Ces dernières années, plusieurs pays africains, notamment le Mali, le Niger, le Burkina Faso, la Guinée et le Soudan, ont été secoués par des coups d’État militaires. Après une période où ce type de régime semblait en déclin, les juntes font un retour marqué, bouleversant les équilibres politiques.
La mainmise par la force
Sous prétexte de garantir la sécurité publique, les régimes militaires répriment brutalement les opposants, musèlent la presse et provoquent des violences meurtrières contre les civils. Certains conflits sont réels, mais d’autres sont artificiellement exagérés pour justifier leur ascension au pouvoir. Ces dirigeants en treillis, souvent divisés entre eux, mènent parfois à des instabilités internes, comme l’ont illustré les récents doubles coups d’État au Burkina Faso ou encore la guerre civile au Soudan.

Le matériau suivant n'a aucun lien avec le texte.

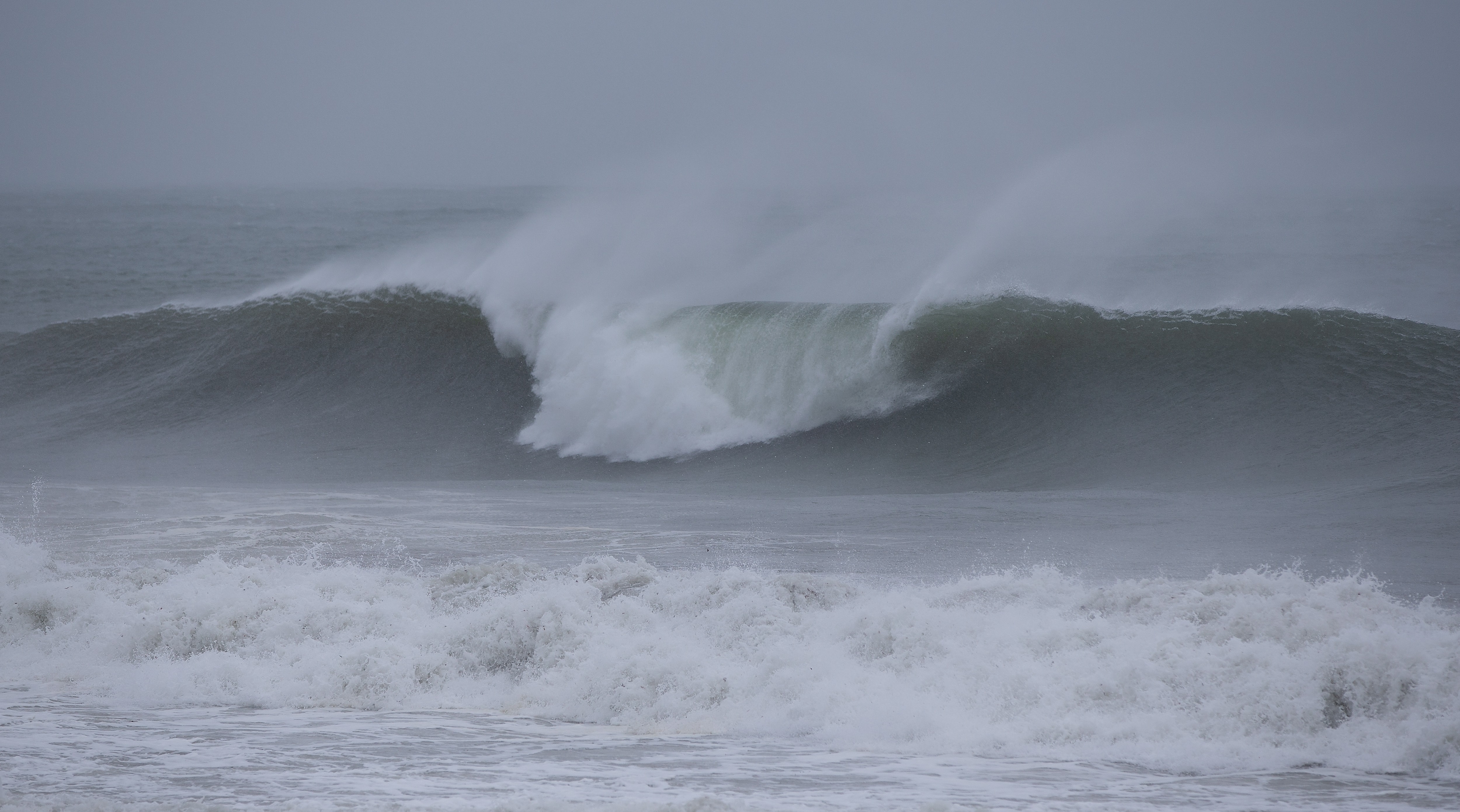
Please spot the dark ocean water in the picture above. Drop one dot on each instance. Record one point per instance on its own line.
(653, 513)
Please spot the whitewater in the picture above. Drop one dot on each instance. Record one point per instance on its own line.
(525, 500)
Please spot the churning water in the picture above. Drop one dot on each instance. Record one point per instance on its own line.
(468, 500)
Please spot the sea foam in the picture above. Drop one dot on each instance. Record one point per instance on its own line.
(1253, 670)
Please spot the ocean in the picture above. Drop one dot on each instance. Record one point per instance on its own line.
(528, 499)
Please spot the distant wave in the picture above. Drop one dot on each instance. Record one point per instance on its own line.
(1009, 390)
(1233, 671)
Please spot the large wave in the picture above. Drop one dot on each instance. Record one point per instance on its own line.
(1249, 670)
(1008, 390)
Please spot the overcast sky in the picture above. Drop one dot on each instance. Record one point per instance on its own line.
(465, 94)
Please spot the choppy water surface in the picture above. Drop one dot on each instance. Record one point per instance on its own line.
(529, 518)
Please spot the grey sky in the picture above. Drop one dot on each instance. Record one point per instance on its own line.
(351, 93)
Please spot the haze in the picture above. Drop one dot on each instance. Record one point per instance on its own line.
(471, 94)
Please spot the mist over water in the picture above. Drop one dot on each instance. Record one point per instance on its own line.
(1071, 493)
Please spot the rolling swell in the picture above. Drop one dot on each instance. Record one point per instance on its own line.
(1011, 392)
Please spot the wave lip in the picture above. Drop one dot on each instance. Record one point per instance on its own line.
(1004, 392)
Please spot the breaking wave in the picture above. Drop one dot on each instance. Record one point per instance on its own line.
(1008, 390)
(1259, 668)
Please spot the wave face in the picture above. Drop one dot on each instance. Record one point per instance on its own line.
(1237, 671)
(1002, 392)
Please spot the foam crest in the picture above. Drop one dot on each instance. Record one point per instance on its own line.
(1258, 670)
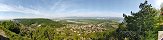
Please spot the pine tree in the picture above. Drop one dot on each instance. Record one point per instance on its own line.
(139, 24)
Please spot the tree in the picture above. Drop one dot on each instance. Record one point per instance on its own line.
(141, 23)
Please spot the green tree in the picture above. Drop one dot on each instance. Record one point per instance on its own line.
(142, 24)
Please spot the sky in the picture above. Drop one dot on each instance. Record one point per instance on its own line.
(66, 8)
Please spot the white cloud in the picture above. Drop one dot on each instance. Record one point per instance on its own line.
(158, 3)
(5, 7)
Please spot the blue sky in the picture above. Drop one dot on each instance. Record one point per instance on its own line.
(66, 8)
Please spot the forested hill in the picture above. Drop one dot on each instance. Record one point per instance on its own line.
(38, 21)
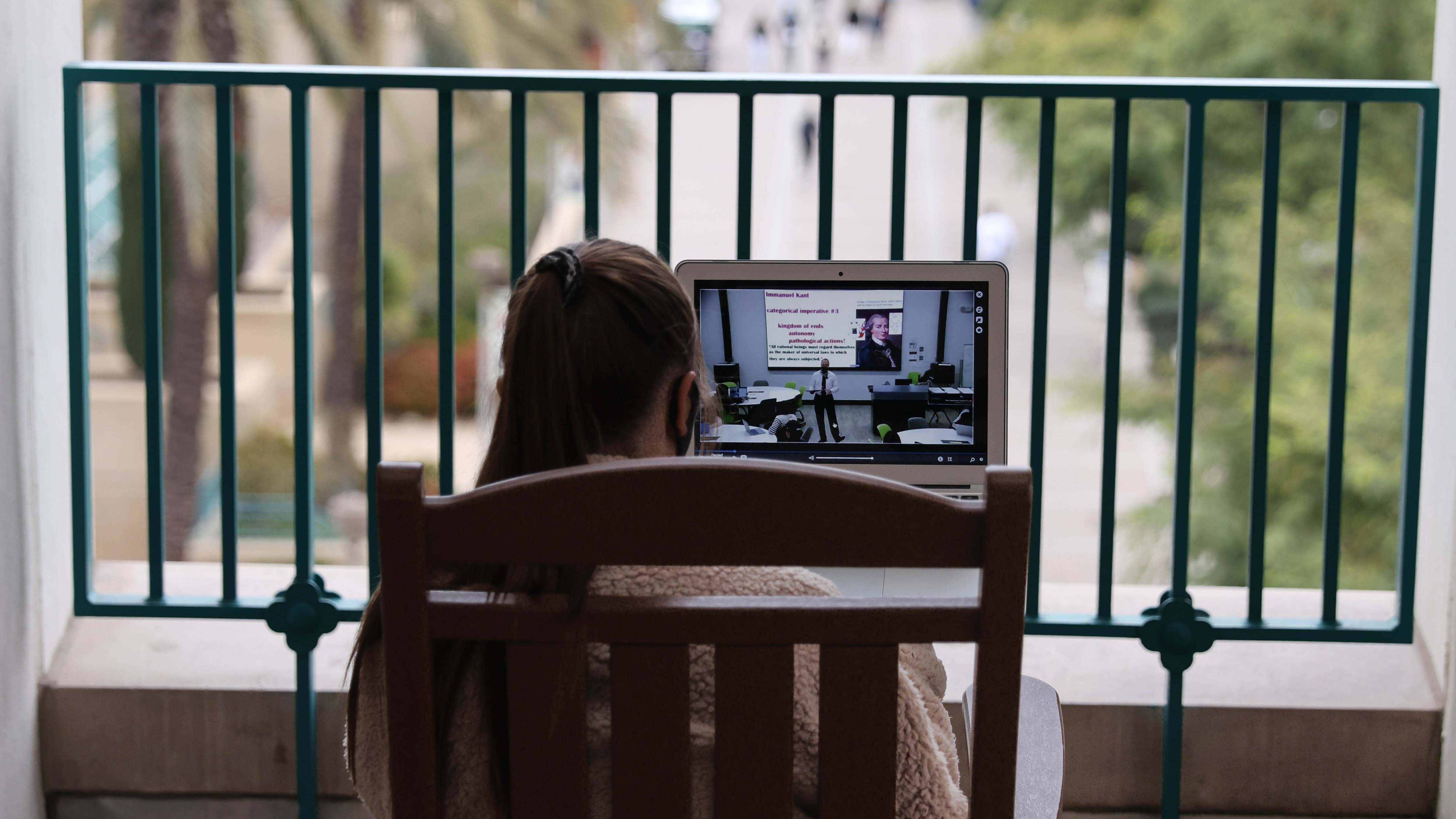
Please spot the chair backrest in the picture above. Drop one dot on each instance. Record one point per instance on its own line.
(763, 412)
(653, 513)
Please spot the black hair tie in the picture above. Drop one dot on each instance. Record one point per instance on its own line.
(567, 267)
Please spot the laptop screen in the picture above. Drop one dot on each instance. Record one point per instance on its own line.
(848, 373)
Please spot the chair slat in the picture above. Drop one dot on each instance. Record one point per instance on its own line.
(998, 657)
(548, 725)
(947, 533)
(408, 683)
(858, 716)
(753, 740)
(705, 620)
(651, 776)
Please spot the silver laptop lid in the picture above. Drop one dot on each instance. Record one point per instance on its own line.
(880, 325)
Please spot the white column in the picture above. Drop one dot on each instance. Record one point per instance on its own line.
(1438, 533)
(37, 37)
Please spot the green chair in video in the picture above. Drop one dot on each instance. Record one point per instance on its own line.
(723, 411)
(799, 403)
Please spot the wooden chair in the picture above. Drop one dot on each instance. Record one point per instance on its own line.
(660, 513)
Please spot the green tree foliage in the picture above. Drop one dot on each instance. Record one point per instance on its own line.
(1225, 38)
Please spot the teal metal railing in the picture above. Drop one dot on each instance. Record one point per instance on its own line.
(1174, 629)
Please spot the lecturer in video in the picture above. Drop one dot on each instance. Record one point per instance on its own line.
(877, 351)
(823, 386)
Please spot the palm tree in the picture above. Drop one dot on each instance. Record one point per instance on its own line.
(162, 30)
(541, 34)
(455, 33)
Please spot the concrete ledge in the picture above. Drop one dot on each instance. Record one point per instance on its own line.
(206, 708)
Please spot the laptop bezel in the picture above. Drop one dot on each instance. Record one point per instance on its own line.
(996, 276)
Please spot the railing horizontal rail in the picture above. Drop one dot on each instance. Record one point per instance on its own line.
(306, 610)
(1226, 629)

En Afrique de l’Ouest, ces militaires au pouvoir ont également redéfini les relations internationales. En repoussant les anciens partenaires traditionnels comme la France ou les États-Unis, ils se tournent vers de nouveaux alliés, notamment la Russie, souvent représentée par des groupes de mercenaires.
Un retour aux sources du militarisme
Pour comprendre cette résurgence, il faut remonter à l’histoire postcoloniale du continent, où le militarisme a joué un rôle crucial. Ce modèle politique repose sur l’idée que les valeurs militaires – discipline, obéissance, honneur – peuvent structurer l’ensemble de la société. Bien que présenté comme une solution transitoire, ce système a souvent conduit à des dictatures durables, où les dirigeants cherchaient à remodeler les nations selon des principes rigides.
Entre 1956 et 2001, l’Afrique subsaharienne a été le théâtre de près de 80 coups d’État réussis, et de nombreuses autres tentatives avortées. Certains pays, comme le Soudan, ont connu des renversements de pouvoir à répétition, tandis que d’autres, comme le Botswana, y ont échappé. Dans tous les cas, même la simple menace d’un putsch a profondément influencé la gouvernance civile.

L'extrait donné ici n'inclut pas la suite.